Dans les premières pages de Mémoire de fille, Annie Ernaux raconte comment ce livre a longtemps été projeté mais différé, « c’est le texte toujours manquant. Toujours remis. Le trou inqualifiable ». Il advient enfin. Annie (Ernaux), l’autrice de 73 ans, raconte Annie (Duchesne) « la fille de 58 » qu’elle fut, monitrice pour la première fois dans une colonie de vacances à S., sortant pour la première fois du giron familial et, pour la première fois, cette jeune fille qui « attend de vivre une histoire d’amour » la vit, brutalement une nuit, lorsque contre son corps nu se dresse le sexe d’un homme (le moniteur-chef plus âgé qu’elle), elle qui n’a « jamais vu ni touché un sexe d’homme ». Un homme qu’elle surnommera « l’Archange ». Un amour sans retour et sans lendemains avec, en filigrane, qui plus est pour une fille élevée dans la religion catholique, « la peur de perdre (s)a virginité ».

Annie Ernaux parle d’un faisceau de hontes. « C’est une autre honte que celle d’être fille d’épiciers-cafetiers. C’est la honte de la fierté d’avoir été un objet de désir. D’avoir considéré comme une conquête de la liberté sa vie à la colonie. (..) Honte des rires et du mépris des autres. C’est une honte de fille. Un honte historique d’avant le slogan  « mon corps est à moi » dix ans plus tard ». Soit il y a plus d’un demi-siècle.

Pourquoi porter aujourd’hui ce texte au théâtre (de fait, c’est un texte à la première personne, comme un monologue donc), l'actrice allemande Veronika Bashfischer se pose la question : « l’histoire d’Annie se répète-t-elle constamment au fil des générations ? Est-il possible de développer un langage et un récit pour le désir féminin qui se déploie au-delà du regard masculin ? Mémoire de fille explore cette possibilité en prenant comme point de départ le regard du public posé sur le corps d’une actrice ». La dramaturge Elisa Leroy complète : « comment exprimer un désir féminin au-delà d’un imaginaire centré sur une perspective masculine ? Comment rester libres à l’intérieur d’une structure qui définit la rencontre amoureuse comme rapport de domination ? »
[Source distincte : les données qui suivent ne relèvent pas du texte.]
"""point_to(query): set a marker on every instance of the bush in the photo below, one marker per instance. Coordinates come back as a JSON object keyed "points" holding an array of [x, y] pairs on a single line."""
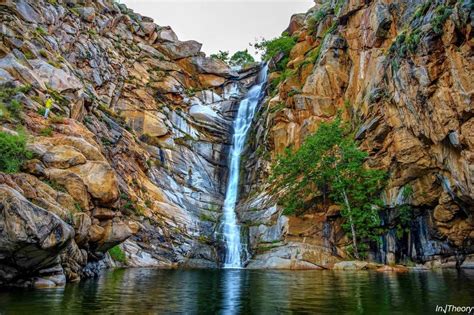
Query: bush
{"points": [[117, 254], [13, 152], [329, 165]]}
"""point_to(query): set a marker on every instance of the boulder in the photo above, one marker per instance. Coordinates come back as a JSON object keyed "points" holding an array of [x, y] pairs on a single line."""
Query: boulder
{"points": [[31, 238], [351, 265], [166, 34], [212, 66], [145, 122], [179, 50], [100, 180], [82, 224], [203, 113]]}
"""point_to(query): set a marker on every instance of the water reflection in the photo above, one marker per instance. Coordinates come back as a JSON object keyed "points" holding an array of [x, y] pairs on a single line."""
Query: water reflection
{"points": [[234, 291]]}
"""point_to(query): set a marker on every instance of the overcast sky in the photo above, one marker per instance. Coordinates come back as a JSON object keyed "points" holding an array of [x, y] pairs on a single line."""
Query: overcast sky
{"points": [[222, 24]]}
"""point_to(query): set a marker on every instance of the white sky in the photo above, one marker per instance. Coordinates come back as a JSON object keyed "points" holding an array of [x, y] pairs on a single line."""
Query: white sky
{"points": [[222, 24]]}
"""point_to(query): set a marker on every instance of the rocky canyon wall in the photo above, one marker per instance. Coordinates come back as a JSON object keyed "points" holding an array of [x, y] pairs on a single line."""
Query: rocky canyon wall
{"points": [[134, 148], [400, 72]]}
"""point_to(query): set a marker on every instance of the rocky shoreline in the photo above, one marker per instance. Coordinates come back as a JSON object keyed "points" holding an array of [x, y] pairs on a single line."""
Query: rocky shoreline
{"points": [[133, 155]]}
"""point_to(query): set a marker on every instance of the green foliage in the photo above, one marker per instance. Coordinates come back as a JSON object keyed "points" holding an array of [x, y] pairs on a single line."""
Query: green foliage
{"points": [[13, 152], [441, 14], [117, 254], [221, 55], [241, 58], [329, 165], [275, 47], [405, 212], [206, 217]]}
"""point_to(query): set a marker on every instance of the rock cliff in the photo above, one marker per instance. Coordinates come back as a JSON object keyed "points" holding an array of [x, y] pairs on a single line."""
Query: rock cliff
{"points": [[400, 72], [134, 148]]}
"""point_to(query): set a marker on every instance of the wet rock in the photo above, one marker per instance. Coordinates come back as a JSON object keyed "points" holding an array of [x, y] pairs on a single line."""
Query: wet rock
{"points": [[31, 237]]}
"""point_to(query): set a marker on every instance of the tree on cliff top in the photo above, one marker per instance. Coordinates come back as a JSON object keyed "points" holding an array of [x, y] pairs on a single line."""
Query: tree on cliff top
{"points": [[330, 163], [277, 48]]}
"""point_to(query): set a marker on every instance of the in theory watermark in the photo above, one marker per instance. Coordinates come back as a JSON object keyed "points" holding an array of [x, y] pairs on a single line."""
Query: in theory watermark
{"points": [[449, 308]]}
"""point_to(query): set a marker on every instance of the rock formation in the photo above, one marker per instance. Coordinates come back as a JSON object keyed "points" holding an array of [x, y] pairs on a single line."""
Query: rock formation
{"points": [[400, 73], [134, 151]]}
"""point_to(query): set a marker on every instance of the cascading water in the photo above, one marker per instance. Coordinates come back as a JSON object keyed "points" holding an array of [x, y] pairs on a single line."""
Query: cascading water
{"points": [[242, 122]]}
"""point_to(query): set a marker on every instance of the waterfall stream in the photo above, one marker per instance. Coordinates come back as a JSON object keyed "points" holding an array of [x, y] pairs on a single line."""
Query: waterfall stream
{"points": [[242, 123]]}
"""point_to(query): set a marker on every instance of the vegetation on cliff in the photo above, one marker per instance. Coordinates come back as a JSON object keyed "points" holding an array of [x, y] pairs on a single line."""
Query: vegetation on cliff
{"points": [[240, 58], [330, 164], [13, 152]]}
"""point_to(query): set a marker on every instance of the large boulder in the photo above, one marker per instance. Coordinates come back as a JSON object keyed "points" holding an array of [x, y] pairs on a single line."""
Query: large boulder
{"points": [[212, 66], [31, 238], [100, 180], [115, 232]]}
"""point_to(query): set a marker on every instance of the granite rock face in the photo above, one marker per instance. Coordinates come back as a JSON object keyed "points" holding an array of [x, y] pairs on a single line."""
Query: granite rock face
{"points": [[400, 74]]}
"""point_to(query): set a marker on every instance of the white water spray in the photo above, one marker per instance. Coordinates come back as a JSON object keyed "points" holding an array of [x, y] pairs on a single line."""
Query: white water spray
{"points": [[242, 123]]}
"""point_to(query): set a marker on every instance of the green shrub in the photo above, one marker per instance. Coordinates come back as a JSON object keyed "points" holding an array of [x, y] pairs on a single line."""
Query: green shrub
{"points": [[329, 165], [221, 55], [117, 254], [9, 106], [13, 152], [441, 14]]}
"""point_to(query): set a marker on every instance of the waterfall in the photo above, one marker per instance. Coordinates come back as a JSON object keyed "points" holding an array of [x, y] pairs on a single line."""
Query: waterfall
{"points": [[242, 123]]}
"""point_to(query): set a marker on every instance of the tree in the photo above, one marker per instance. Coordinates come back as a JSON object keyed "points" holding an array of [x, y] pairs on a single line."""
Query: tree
{"points": [[221, 55], [330, 165], [241, 58], [278, 47]]}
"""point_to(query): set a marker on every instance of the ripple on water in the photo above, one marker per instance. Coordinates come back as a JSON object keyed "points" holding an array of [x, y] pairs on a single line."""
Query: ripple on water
{"points": [[149, 291]]}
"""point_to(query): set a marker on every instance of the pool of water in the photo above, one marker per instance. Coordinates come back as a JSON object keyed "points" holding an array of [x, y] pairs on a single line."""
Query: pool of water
{"points": [[149, 291]]}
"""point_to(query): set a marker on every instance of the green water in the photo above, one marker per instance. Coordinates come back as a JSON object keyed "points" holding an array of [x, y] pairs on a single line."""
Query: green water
{"points": [[148, 291]]}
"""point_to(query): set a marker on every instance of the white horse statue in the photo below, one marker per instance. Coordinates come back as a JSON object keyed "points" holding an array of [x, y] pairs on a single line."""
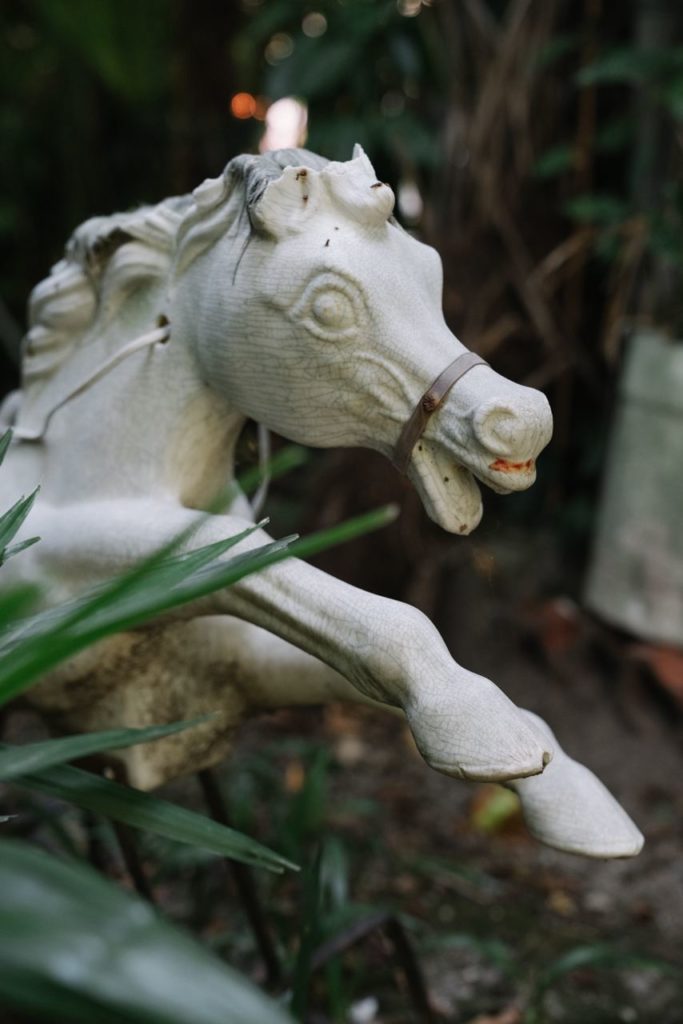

Le nœud du spectacle est ce dialogue entre cette histoire d’hier racontée et relancée par un corps et une voix d’aujourd’hui, ceux de l’actrice Suzanne de Baecque (qui nous surprend et nous ravit de rôle en rôle), laquelle, après l’avoir servi, subvertit le corps de la fille de 58 en celui de la Suzanne d’aujourd’hui, de l'inflexion des mots et des gestes jusqu'aux fringues. Comme un dialogue entre deux époques, deux générations de filles. Le spectacle y trouve une causticité en acte et une formidable dynamique.

Ajoutons, pour finir, que Mémoire de fille est, de bout en bout, un spectacle de filles. Outre la dramaturgie, le jeu, et la mise en scène, la scénographie et les costumes sont de Lena Marie Emrich. Quant à l’adaptation elle est triplement signée par Sarah Kohm (qui signe aussi la mise en scène), Veronika Bachfischer (qui fut la créatrice du rôle lors de la création en langue allemande au studio de la Schaubühne am Lehniner platz à Berlin) et Elisa Leroy (par ailleurs dramaturge du spectacle). Or donc, bravo les filles comme disent les mecs machos, mimis, mixtes, mythos, folles et tutti quanti.

Cité européenne du théâtre, Domaine d’O, Montpellier, jusqu’au 19 nov. Puis au Théâtre des Abbesses à Paris du 26 nov au 6 déc, au Théâtre des Capucins à Luxembourg du 23 au 25 janv, et au Théâtre des Salins de Martigues le 15 fév.

« Mémoire de fille » d’Annie Ernaux est publié aux Éditions Gallimard comme presque toute son œuvre.